The government’s tax revenue last month shrank 2.8 percent annually to NT$131.4 billion (US$4.27 billion), dragged by sharp retreats in revenue from securities transactions and land value incremental tax, the Ministry of Finance said on Wednesday.
The decline came as economic weakness, market volatility and interest rate hikes cooled investment interest, the ministry said.
The ministry collected NT$12.4 billion of securities transaction tax, a 19.1 percent decline from the same period last year, as ongoing global economic weakness drove investors to the sidelines, statistics official Liang Kuan-shuan (梁冠璇) told an online media briefing.
Photo: CNA
The conservative sentiment explains why combined daily turnover on the Taiwan Stock Exchange and the Taipei Exchange fell 9.5 percent year-on-year to NT$289.6 billion last month, Liang said.
Major Taiwanese tech firms recently gave lackluster earnings guidance for this quarter, due to poor order visibility, as the world emerges from the COVID-19 pandemic and people cut spending on technology gadgets in favor of in-person experiences.
Cumulative securities transaction tax revenue in the first four months tumbled 25.2 percent to NT$49 billion, the steepest retreat since 2010, Liang said.
However, she said securities transaction tax revenue could still meet the ministry’s target for this year, adding that the decline in daily turnover has tapered off and has exceeded expectations this month.
Land value incremental tax revenue plunged 34.5 percent year-on-year to NT$5.2 billion after the number of taxable cases dropped 26.9 percent to 38,608, the ministry said.
Unfavorable policy measures — mainly interest rate hikes and bans on transfers of presale house purchase agreements — scared away investors, leaving people with real demand to underpin the market, Liang said.
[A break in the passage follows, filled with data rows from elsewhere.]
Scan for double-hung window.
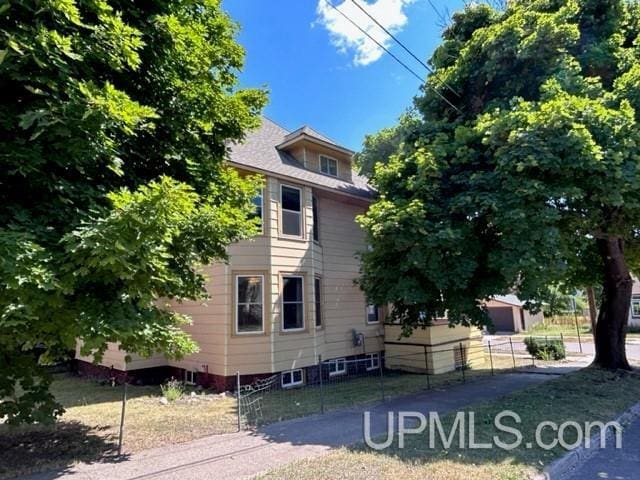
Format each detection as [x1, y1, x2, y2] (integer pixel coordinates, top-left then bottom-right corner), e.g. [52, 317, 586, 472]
[282, 275, 304, 330]
[631, 297, 640, 318]
[320, 155, 338, 177]
[236, 275, 264, 333]
[311, 195, 320, 242]
[367, 305, 380, 323]
[327, 358, 347, 377]
[249, 189, 264, 233]
[313, 277, 322, 328]
[280, 185, 302, 237]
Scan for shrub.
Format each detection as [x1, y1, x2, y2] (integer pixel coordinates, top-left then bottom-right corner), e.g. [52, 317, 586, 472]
[160, 377, 184, 402]
[524, 337, 567, 360]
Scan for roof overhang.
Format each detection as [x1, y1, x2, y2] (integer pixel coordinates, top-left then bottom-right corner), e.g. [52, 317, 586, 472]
[276, 133, 355, 157]
[227, 160, 375, 205]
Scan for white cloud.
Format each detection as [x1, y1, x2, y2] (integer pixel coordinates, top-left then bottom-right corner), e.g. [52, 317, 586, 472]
[316, 0, 414, 65]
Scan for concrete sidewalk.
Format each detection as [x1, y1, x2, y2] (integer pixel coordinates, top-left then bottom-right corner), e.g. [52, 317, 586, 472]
[24, 373, 556, 480]
[553, 420, 640, 480]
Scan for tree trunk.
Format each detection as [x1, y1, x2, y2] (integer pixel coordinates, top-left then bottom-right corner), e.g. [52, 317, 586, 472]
[587, 287, 598, 341]
[593, 237, 633, 370]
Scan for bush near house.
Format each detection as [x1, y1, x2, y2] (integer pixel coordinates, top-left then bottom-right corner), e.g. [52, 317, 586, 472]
[524, 337, 567, 360]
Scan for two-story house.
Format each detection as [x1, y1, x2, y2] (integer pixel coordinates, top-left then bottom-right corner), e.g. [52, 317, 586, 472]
[78, 118, 384, 389]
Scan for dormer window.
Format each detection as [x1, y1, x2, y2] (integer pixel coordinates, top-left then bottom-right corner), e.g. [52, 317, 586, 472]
[320, 155, 338, 177]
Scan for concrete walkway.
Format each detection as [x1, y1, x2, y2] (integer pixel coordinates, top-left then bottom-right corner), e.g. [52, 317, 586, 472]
[553, 420, 640, 480]
[26, 373, 556, 480]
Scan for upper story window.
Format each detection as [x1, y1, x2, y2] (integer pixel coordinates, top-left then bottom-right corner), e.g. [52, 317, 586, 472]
[631, 296, 640, 318]
[249, 188, 264, 233]
[236, 275, 264, 333]
[311, 195, 320, 242]
[282, 275, 304, 330]
[367, 305, 380, 323]
[280, 185, 302, 237]
[320, 155, 338, 177]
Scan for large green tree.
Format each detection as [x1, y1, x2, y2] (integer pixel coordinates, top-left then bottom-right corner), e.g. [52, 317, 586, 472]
[0, 0, 266, 422]
[360, 0, 640, 368]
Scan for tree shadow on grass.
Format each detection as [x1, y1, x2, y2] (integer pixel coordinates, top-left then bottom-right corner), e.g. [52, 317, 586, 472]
[0, 421, 126, 479]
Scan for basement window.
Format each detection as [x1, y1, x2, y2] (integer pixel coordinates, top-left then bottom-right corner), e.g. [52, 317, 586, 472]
[184, 370, 196, 385]
[366, 353, 380, 370]
[631, 297, 640, 318]
[280, 368, 304, 388]
[327, 358, 347, 377]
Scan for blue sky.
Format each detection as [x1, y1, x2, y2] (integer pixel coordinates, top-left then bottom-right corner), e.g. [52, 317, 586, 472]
[223, 0, 462, 150]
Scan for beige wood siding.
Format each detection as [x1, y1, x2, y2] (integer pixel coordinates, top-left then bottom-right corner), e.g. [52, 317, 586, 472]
[82, 172, 384, 376]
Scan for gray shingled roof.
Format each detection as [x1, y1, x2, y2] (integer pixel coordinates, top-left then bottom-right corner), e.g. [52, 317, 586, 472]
[229, 117, 374, 199]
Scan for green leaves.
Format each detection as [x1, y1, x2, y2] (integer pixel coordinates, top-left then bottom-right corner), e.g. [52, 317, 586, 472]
[0, 0, 266, 421]
[359, 0, 640, 336]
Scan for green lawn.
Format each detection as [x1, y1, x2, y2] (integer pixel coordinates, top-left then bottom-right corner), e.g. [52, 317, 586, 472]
[0, 355, 544, 479]
[260, 369, 640, 480]
[243, 354, 536, 425]
[525, 320, 593, 341]
[0, 375, 237, 479]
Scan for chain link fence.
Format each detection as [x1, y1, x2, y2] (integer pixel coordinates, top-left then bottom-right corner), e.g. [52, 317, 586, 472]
[236, 341, 548, 430]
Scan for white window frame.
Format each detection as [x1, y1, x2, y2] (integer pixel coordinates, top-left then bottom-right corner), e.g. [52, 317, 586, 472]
[280, 273, 307, 332]
[318, 155, 340, 178]
[364, 303, 380, 325]
[251, 187, 264, 235]
[631, 296, 640, 318]
[365, 353, 380, 371]
[234, 273, 265, 335]
[327, 357, 347, 377]
[280, 368, 304, 388]
[279, 183, 304, 238]
[184, 368, 197, 385]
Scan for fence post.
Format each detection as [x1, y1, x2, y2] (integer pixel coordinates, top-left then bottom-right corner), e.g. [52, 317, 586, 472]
[118, 373, 128, 455]
[509, 337, 516, 370]
[460, 342, 467, 383]
[236, 370, 242, 432]
[489, 340, 493, 375]
[378, 355, 384, 402]
[318, 355, 324, 414]
[424, 345, 431, 390]
[573, 308, 582, 353]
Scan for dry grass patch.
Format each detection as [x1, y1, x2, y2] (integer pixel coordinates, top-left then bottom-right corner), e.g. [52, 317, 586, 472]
[0, 375, 237, 479]
[259, 368, 640, 480]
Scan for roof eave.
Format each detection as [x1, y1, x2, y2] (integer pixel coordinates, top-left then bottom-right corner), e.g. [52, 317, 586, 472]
[276, 133, 355, 156]
[227, 160, 375, 204]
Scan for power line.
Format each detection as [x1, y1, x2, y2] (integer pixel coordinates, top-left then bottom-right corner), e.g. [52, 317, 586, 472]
[326, 0, 462, 114]
[351, 0, 460, 97]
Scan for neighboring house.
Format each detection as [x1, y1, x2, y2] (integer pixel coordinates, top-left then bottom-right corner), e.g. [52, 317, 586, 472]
[78, 119, 478, 389]
[485, 295, 544, 333]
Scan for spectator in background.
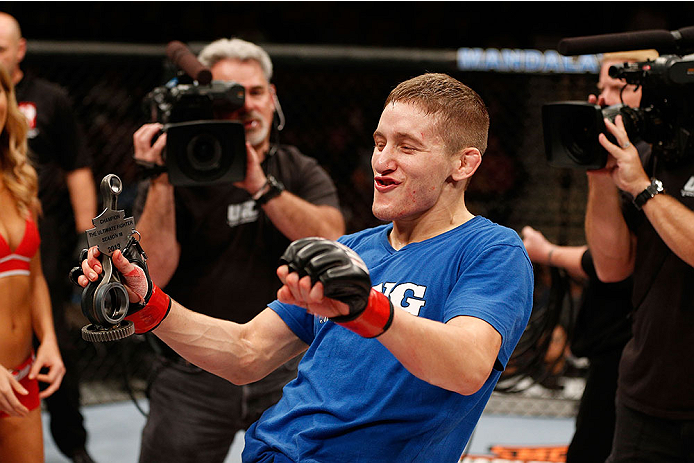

Other property-related tax items, such as deed tax and combined property tax, also fell by double-digit percentage points, affirming a downcycle, she said.
For the first four months, land value incremental tax revenue fell 37.6 percent to NT$22.8 billion, consistent with a 25.3 percent decline in the number of taxable cases to 56,558, the ministry said.
Other tax categories proved resilient. Personal income tax revenue grew 12 percent to NT$36.9 billion and could increase further this month, when Taiwanese file income taxes for last year’s salary and interest income, cash dividends and other compensation.
Sales tax revenue rose 9.2 percent to NT$14.1 billion, thanks to a considerable increase in vehicle imports, the ministry said.
Cumulative tax revenue in the first four months totaled NT$618.5 billion, up a fractional 0.1 percent from the same period last year and ahead of the government’s budget schedule by 10.4 percent, it said.